The --max thing is pretty useful and we use it a lot; it allows us to use up the cluster without knowing exactly how much space we have.

-----Original Message-----
From: Matt Riedemann <mriedemos@gmail.com> 
Sent: Wednesday, November 20, 2019 2:00 PM
To: openstack-discuss@lists.openstack.org
Subject: Re: All VMs fail when --max exceeds available resources

On 11/20/2019 3:21 PM, Albert Braden wrote:
...
I think the document is saying that we need to set them in nova.conf on each HV. I tried that and it seems to fix the allocation failure:
root@us01odc-dev1-ctrl1:~# os resource provider inventory list f20fa03d-18f4-486b-9b40-ceaaf52dabf8
+----------------+------------------+----------+----------+-----------+----------+--------+
| resource_class | allocation_ratio | max_unit | reserved | step_size | min_unit |  total |
+----------------+------------------+----------+----------+-----------+----------+--------+
| VCPU           |              1.0 |       16 |        2 |         1 |        1 |     16 |
| MEMORY_MB      |              1.0 |   128888 |     8192 |         1 |        1 | 128888 |
| DISK_GB        |              1.0 |     1208 |      246 |         1 |        1 |   1208 |
+----------------+------------------+----------+----------+-----------+----------+--------+
Yup, the config on the controller doesn't apply to the computes or 
placement because the computes are what report the inventory to 
placement so you have to configure the allocation ratios there, or 
starting in stein via (resource provider) aggregate.
...
This fixed the "allocation ratio" issue but I still see the --max issue. What could be causing that?
That's something else yeah? I didn't quite dig into that email and the 
allocation ratio thing popped up to me since it's been a long standing 
known painful issue/behavior change since Ocata.

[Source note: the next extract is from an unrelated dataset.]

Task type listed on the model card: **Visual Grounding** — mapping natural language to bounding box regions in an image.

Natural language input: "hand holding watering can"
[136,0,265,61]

One question though, I read your original email as essentially "(1) I 
did x and got some failures, then (2) I changed something and now 
everything fails", but are you running from a clean environment in both 
test scenarios because if you have VMs on the computes when you're doing 
(2) then that's going to change the scheduling results in (2), i.e. the 
computes will have less capacity since there are resources allocated on 
them in placement.

-- 

Thanks,

Matt